Menurut lembaga tersebut, tuntutan pidana tersebut mencantumkan nama Chirag Tomar, Pankaj Tomar, Kushagra Shakya, Akash Vaish, Rahul Anand, Ketan Luthra, Tomar Group of Industries Private Limited, dan Exahomes Realtors. Kasus ini bermula dari tuduhan bahwa investor mata uang kripto ditipu melalui situs web palsu yang dirancang menyerupai bursa kripto Coinbase yang berbasis di AS.
Penyidik menuduh bahwa Chirag Tomar, yang saat ini ditahan di Amerika Serikat, memainkan peran sentral dalam skema tersebut. Lembaga itu mengatakan bukti dan rincian kasus diperoleh dari pihak berwenang AS melalui saluran Perjanjian Bantuan Hukum Timbal Balik sebagai bagian dari penyelidikan.
Pihak berwenang menuduh bahwa kelompok tersebut membuat situs web palsu yang menyerupai Coinbase dan menggunakannya untuk mengumpulkan kredensial login dan detail otentikasi dari pengguna yang tidak curiga.

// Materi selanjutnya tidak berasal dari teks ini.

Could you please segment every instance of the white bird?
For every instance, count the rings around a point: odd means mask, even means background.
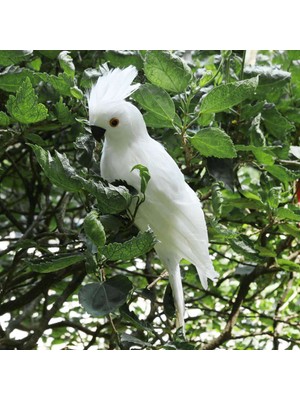
[[[158,243],[155,250],[169,273],[176,308],[176,326],[184,329],[184,294],[180,261],[195,265],[202,286],[207,278],[218,277],[208,251],[208,235],[201,203],[185,182],[179,167],[164,147],[152,139],[141,112],[125,101],[139,84],[133,66],[125,69],[101,68],[101,76],[89,96],[89,122],[97,141],[103,136],[101,176],[108,182],[124,180],[140,190],[137,164],[148,168],[151,179],[146,189],[135,225],[145,231],[149,226]]]

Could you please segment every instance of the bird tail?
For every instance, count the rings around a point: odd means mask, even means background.
[[[167,268],[169,272],[169,280],[172,288],[175,309],[176,309],[176,328],[183,328],[184,331],[184,296],[181,282],[180,267],[177,264],[175,267]]]

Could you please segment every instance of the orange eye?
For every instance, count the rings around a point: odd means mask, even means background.
[[[115,128],[116,126],[118,126],[119,125],[119,120],[118,120],[118,118],[112,118],[110,121],[109,121],[109,125],[110,126],[112,126],[113,128]]]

Setelah akses diperoleh, aset mata uang kripto diduga ditransfer dari akun korban ke dompet yang dikendalikan oleh para tersangka.

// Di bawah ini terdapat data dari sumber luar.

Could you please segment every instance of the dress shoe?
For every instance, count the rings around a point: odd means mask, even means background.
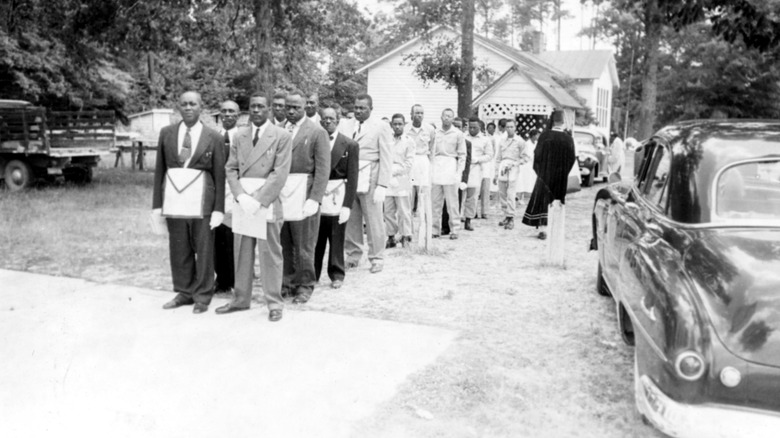
[[[536,237],[538,237],[539,240],[544,240],[544,239],[547,238],[547,233],[545,233],[544,231],[541,231],[541,232],[539,232],[539,235],[536,236]]]
[[[395,248],[398,245],[398,243],[395,241],[394,236],[387,236],[387,242],[385,243],[385,249],[387,248]]]
[[[434,239],[438,239],[440,236],[438,234],[432,234],[431,237]]]
[[[203,312],[206,312],[208,310],[209,310],[209,305],[208,304],[195,303],[195,306],[192,308],[192,313],[197,315],[198,313],[203,313]]]
[[[358,267],[358,262],[347,262],[347,269],[355,269]]]
[[[292,298],[295,294],[292,293],[289,287],[282,287],[282,298]]]
[[[377,272],[382,272],[382,268],[384,268],[384,266],[381,263],[371,263],[371,269],[369,269],[369,272],[376,274]]]
[[[506,218],[506,223],[504,224],[505,230],[512,230],[515,228],[515,218],[508,217]]]
[[[214,310],[214,313],[217,315],[224,315],[227,313],[239,312],[241,310],[249,310],[249,306],[239,307],[235,306],[233,303],[227,303],[224,306],[217,307],[216,310]]]
[[[466,219],[466,224],[463,225],[463,229],[466,231],[474,231],[474,227],[471,226],[471,219]]]
[[[487,219],[487,215],[486,215],[486,214],[483,214],[483,215],[482,215],[482,216],[480,216],[480,217],[481,217],[482,219]]]
[[[450,240],[458,240],[458,235],[455,233],[450,234]]]
[[[342,280],[333,280],[333,283],[330,284],[330,287],[332,289],[339,289],[343,285],[344,285],[344,282]]]
[[[181,306],[189,306],[192,303],[194,303],[194,301],[192,301],[192,300],[187,301],[187,300],[181,299],[179,297],[176,297],[176,298],[168,301],[167,303],[163,304],[163,309],[165,309],[165,310],[175,309],[175,308],[181,307]]]
[[[271,309],[268,312],[268,320],[271,322],[276,322],[282,319],[282,309]]]
[[[498,223],[498,226],[499,227],[503,227],[504,225],[506,225],[506,222],[508,220],[509,220],[509,217],[507,216],[507,217],[504,218],[504,220],[502,220],[501,222]]]
[[[309,292],[301,292],[293,298],[293,304],[306,304],[309,302],[309,299],[311,299]]]
[[[401,246],[406,248],[406,245],[412,243],[412,236],[401,236]]]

Catatan pengadilan di Amerika Serikat menunjukkan bahwa Tomar ditangkap oleh Federal Bureau of Investigation di bandara Atlanta pada Desember 2023. Dia kemudian mengaku bersalah atas konspirasi penipuan transfer dan dijatuhi hukuman 60 bulan penjara, diikuti oleh dua tahun pembebasan dengan pengawasan.

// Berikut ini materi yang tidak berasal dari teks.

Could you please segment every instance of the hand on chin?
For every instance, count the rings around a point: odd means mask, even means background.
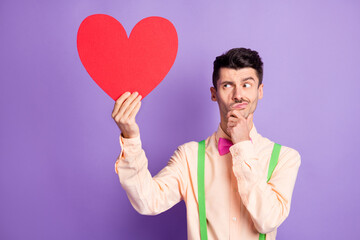
[[[247,111],[246,108],[243,109],[233,109],[234,111],[240,113],[241,116],[243,116],[244,118],[247,118],[249,116],[249,112]],[[236,116],[234,116],[236,117]]]

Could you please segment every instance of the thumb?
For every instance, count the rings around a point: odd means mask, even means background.
[[[254,113],[250,113],[249,116],[248,116],[247,119],[246,119],[246,122],[247,122],[248,126],[250,126],[250,124],[252,123],[253,119],[254,119]]]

Jaksa AS menuduh bahwa operasi tersebut berjalan setidaknya sejak Juni 2021 dan menargetkan korban di Amerika Serikat dan negara-negara lain melalui situs web Coinbase yang dipalsukan. Menurut berkas pengadilan, para penipu menggunakan domain yang dirancang untuk meniru layanan Coinbase, termasuk versi palsu dari platform Coinbase Pro milik bursa tersebut.
Jaksa juga menuduh bahwa anggota skema tersebut menyamar sebagai perwakilan dukungan pelanggan Coinbase dan, dalam beberapa kasus, menggunakan perangkat lunak desktop jarak jauh untuk mendapatkan akses ke akun korban. Seorang korban di North Carolina dilaporkan kehilangan lebih dari $240.000 pada Februari 2022.
Pihak berwenang AS mengatakan skema tersebut menghasilkan lebih dari $20 juta mata uang kripto curian dari ratusan korban. Dokumen pengadilan lebih lanjut menuduh bahwa sebagian dari hasil kejahatan tersebut dihabiskan untuk kendaraan mewah dan perjalanan internasional, termasuk perjalanan ke Dubai.
Penyidik India menuduh bahwa setelah mata uang kripto dicuri, aset tersebut dipindahkan melalui beberapa dompet dan diubah menjadi aset digital virtual lainnya untuk mengaburkan jejak transaksi.
Lembaga itu mengatakan dana tersebut akhirnya diubah menjadi mata uang India melalui transaksi peer-to-peer dan disalurkan ke rekening bank yang terkait dengan Chirag Tomar dan individu lain yang dituduh.
Dana tersebut kemudian diduga digunakan untuk mengakuisisi properti dan aset lainnya di India, menurut penyelidikan.
Pengaduan tuntutan pidana ini muncul saat pihak berwenang India terus memperketat pengawasan terhadap sektor aset digital di bawah Undang-Undang Pencegahan Pencucian Uang.
Berdasarkan aturan yang diberlakukan oleh Unit Intelijen Keuangan, bursa mata uang kripto dan penyedia layanan aset virtual lainnya diwajibkan untuk menyimpan catatan pelanggan, melakukan pemeriksaan kenali-pelanggan-Anda (KYC), dan melaporkan transaksi yang mencurigakan.
Direktorat Penegakan Hukum berfungsi sebagai salah satu lembaga utama yang bertanggung jawab untuk menyelidiki dugaan pencucian uang yang melibatkan aset digital.